Is there an earthquake season like tornado season?

Yesterday, March 16took place a earthquake in japan of magnitude 7.4. It was barely five days after the eleventh anniversary of the earthquake that caused the nuclear disaster of Fukushima. In fact, it was triggered practically in the same neighborhood. This inevitably leads to thinking about the possibility that there is a earthquake season, as is the case with tornadoes or hurricanes. If there were, it would be easier to keep people who live in the most tremor-prone areas alert. However, it’s not that easy. There is no fixed time on the calendaralthough, according to a study published in Science in 2021, in some places, there could be some months with more predisposition.

The study was conducted in Taiwan, where there is a very marked rainy season and a much drier one. It is precisely in the latter that it seems that the drop in groundwater levels could somehow push some kind of earthquake season.

Japan also has a Rainy seasonknown as Tsuyu. However, the differences are not so marked.

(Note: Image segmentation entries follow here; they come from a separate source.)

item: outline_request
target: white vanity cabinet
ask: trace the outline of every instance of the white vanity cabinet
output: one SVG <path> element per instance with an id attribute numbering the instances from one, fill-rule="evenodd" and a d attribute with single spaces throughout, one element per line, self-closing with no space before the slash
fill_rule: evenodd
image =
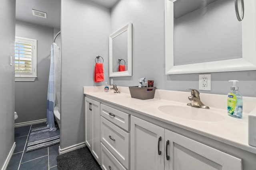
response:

Therefore, the fact that the last earthquake in Japan took place almost at the same time as that of 2011 seems to be just a coincidence.

Japan earthquake history

The largest earthquake ever recorded in Japan was precisely that of Fukushima in 2011. With a magnitude 9.1 and an intense tsunami behind, left around 9,000 dead and more than 12,000 missing. It was a real tragedy that also included the release of radioactive material from its nuclear power plant.

To see the next magnitude earthquake, we must travel far into the past, to 1707. On October 28 of that year, an earthquake of magnitude 8.6 occurred which affected the southwest of the islands of Honshu and Shikoku and the southeast of Kyūshū. More than 5,000 people died and the material damage was incalculable.